Non-Playable Character: Video game violence

This past week has seen a resurgence of the video game violence debate. The ‘age old’ question has resurfaced: “Do violent video games really make you more prone to violent acts?”

It seems that Grand Theft Auto (GTA) is being blamed for the deaths of three police officers in an Alabama police station. The rationale (and the lawsuits) behind this blame can be linked to the similarity of the crime to a scenario from Grand Theft Auto: Vice City in which a character escapes from a police station, shoots officers along the way and steals a police cruiser.

In an interview on the news program “60 Minutes”, Jack Thompson, the attorney in charge of the civil cases against the makers, marketers and the vendors of GTA, stated that the game’s creators are responsible “at least civilly.”

At least civilly? Tell me now, are we to criminally charge developers for the actions of a minority of the population?

In another interview done by GameCore, a weekly column by CBSNews.com’s William Vitka and Chad Chamberlain, Thompson likens it to serial killer Ted Bundy’s pornographic escapism.

I had large problems with the “60 Minutes” piece. Whenever anything about games is reported in the media, it’s painfully obvious that the level of research put into it is obviously sub-standard.

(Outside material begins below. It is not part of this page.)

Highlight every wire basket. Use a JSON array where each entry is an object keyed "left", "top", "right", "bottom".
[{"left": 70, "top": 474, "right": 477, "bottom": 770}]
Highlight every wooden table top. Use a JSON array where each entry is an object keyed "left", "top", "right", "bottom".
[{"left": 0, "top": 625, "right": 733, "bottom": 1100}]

I noticed several glaring mistakes, omissions, and misconceptions in the story. Gaming is still very much a niche in modern society, and not many people would be aware that these errors even exist.

I have several problems with our collective tendency, as North Americans, to systematically point the finger elsewhere when most of those doing the pointing should be pointing at their children and, even more appropriately, at themselves.

Don’t get me wrong, I agree that violent games have no place in the hands of young children. But after a certain age, most people realize there is a line between fantasy and reality that should not be crossed. People who say they commit violent acts because of video game violence were disturbed individuals long before they ever picked up a controller. Often, a suspect’s claim that the violent act is caused by a video game is a way to escape culpability on their part.

The trend is for a media outlet to pick up a particular angle, in this case, that the developers are at fault, and then have it become the media’s “norm”.

I hear rumblings of a large campaign to make sure stores card minors to prevent them from buying games. Parents buy their kids games anyway, and some don’t particularly care about the content. When a story like this breaks, they’re the first to be up-in-arms, calling for the heads of those monsters responsible for making a game like GTA. Anything to take the blame away from themselves, I suppose. It’s easier to blame children’s behaviour on an outside influence rather than on bad parenting. And just what is “violent content”? If you handed me a hundred different games, I’m sure most of them would have something that someone would consider violent. One has to ask: Where does the slippery slope flatten out?

If a case like this sets a precedent, it will probably open a Pandora’s box: if the legal precedent is there, there’s no telling what could happen to censorship,virtually everything could be fair game.